Fifty years on, the city has finally identified and mapped 3,700 concrete buildings, with help from the Structural Engineers Association of Northern California.

"What we are looking at when we look at this inventory is the building occupancy," said the association's president Emily Guglielmo. "If it's a multi-family high density unit, those are structures we want to pay particular close attention to."

Many of the buildings are concentrated in areas of high-rise apartments and downtown commercial centers. "All the building owners will receive a letter that says you are part of this program and you will have a certain timeframe to bring an engineer in to complete this checklist," said Guglielmo.

The city gave us a map crowded with dots, but no addresses. Despite repeated requests from KPIX 5, the city is sitting on the list of buildings that has not been made public. One possible reason: "The money that we're talking about is huge," said Walker.

Yanev concurred that retrofitting such buildings will be expensive.

"Now we know that the buildings are unsafe, at least many of them, they need to be looked at, analyzed to determine the cost/benefit and then some decisions, some hard decisions will have to be made," said Yanev.

"It wouldn't make sense for us to ask every property owner that has a concrete building to conduct an expensive evaluation of their building," said Strong.

But in Los Angeles where all this began, the city has implemented a mandatory inspection and retrofit ordinance. They've identified older buildings that are possibly at seismic risk, inspected them and when necessary, ordered retrofits.

San Francisco has only finally taken the first step, which is to identify suspect buildings.
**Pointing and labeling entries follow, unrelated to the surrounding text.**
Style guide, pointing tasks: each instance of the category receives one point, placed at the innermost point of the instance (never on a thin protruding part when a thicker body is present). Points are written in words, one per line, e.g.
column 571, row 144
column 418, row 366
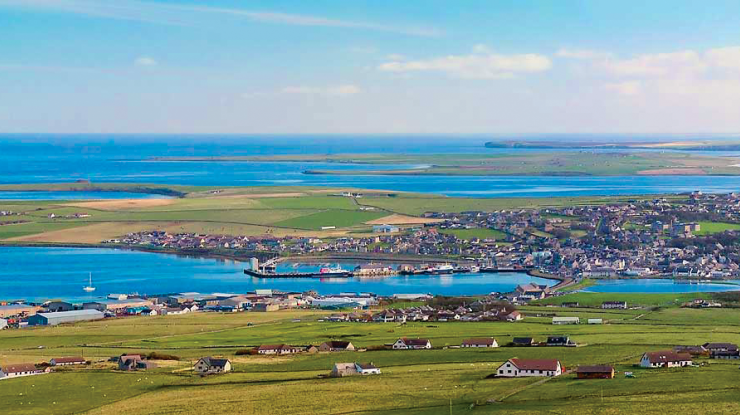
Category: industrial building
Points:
column 52, row 319
column 117, row 305
column 12, row 310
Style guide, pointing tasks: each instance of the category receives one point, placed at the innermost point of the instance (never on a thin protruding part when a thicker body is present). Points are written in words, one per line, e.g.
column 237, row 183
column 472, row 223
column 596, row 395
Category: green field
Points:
column 423, row 382
column 708, row 228
column 572, row 163
column 280, row 211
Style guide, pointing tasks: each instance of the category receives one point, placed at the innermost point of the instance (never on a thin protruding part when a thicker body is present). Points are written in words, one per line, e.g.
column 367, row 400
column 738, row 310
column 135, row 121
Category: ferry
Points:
column 90, row 288
column 333, row 272
column 441, row 269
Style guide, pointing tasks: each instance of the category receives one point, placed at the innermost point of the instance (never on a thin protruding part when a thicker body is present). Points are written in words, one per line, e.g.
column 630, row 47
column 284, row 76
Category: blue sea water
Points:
column 36, row 273
column 122, row 158
column 62, row 272
column 44, row 195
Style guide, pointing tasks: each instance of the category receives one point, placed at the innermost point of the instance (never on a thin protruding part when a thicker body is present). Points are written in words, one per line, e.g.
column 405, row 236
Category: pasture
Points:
column 426, row 381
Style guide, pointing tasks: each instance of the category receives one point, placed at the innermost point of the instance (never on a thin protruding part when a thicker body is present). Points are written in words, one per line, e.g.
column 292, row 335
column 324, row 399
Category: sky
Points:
column 370, row 66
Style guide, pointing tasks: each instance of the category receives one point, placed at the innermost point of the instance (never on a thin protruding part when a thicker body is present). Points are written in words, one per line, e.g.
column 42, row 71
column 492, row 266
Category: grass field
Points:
column 419, row 382
column 708, row 228
column 247, row 211
column 572, row 163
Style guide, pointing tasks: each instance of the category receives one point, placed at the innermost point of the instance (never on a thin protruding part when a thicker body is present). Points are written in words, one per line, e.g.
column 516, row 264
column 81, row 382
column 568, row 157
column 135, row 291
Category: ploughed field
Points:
column 541, row 163
column 418, row 382
column 248, row 211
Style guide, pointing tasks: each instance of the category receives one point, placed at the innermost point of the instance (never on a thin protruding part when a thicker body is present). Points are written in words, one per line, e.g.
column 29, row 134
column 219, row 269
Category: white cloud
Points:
column 582, row 54
column 158, row 13
column 726, row 58
column 482, row 49
column 474, row 66
column 145, row 61
column 395, row 57
column 625, row 88
column 330, row 90
column 683, row 64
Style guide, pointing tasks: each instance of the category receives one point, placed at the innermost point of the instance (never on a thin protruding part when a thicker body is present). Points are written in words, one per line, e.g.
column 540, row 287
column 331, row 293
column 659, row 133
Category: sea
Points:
column 34, row 273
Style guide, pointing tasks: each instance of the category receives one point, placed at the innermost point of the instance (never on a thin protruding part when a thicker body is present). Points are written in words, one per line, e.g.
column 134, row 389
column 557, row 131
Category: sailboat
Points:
column 89, row 287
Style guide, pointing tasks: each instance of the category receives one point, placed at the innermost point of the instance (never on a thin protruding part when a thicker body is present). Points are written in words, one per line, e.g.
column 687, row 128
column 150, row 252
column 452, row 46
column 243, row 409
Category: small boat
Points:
column 89, row 287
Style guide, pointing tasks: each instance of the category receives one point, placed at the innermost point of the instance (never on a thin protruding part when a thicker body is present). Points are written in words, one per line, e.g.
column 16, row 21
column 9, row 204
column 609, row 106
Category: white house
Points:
column 210, row 365
column 517, row 368
column 665, row 358
column 367, row 369
column 406, row 343
column 67, row 361
column 487, row 342
column 566, row 320
column 18, row 370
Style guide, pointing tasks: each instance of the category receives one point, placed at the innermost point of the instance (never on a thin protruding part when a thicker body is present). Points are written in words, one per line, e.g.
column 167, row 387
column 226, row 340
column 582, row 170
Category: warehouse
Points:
column 17, row 310
column 52, row 319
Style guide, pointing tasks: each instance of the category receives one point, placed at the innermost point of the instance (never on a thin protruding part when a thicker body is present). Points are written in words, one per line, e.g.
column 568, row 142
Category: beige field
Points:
column 397, row 219
column 689, row 171
column 92, row 234
column 123, row 204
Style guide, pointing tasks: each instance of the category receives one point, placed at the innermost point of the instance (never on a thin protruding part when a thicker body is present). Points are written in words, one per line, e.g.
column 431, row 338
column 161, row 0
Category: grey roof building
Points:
column 52, row 319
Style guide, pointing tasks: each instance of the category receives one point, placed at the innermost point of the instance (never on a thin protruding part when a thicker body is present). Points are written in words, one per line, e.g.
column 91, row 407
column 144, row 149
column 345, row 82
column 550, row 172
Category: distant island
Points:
column 546, row 163
column 585, row 145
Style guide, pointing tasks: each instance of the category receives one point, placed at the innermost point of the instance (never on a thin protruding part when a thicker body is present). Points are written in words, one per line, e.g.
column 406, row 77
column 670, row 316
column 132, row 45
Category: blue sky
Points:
column 373, row 66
But it still has not decided what to do with information that perhaps hundreds of thousands of people might be living or working in collapse hazards.

"I don't think we've made that decision yet," said Strong.

"You know what the problem is, you know how to fix it. We need to apply the resources to start making that happen," said Walker. "We can kick the can down the road, obviously for a long time. But that's the wrong approach because there will be a day of reckoning on this, there will."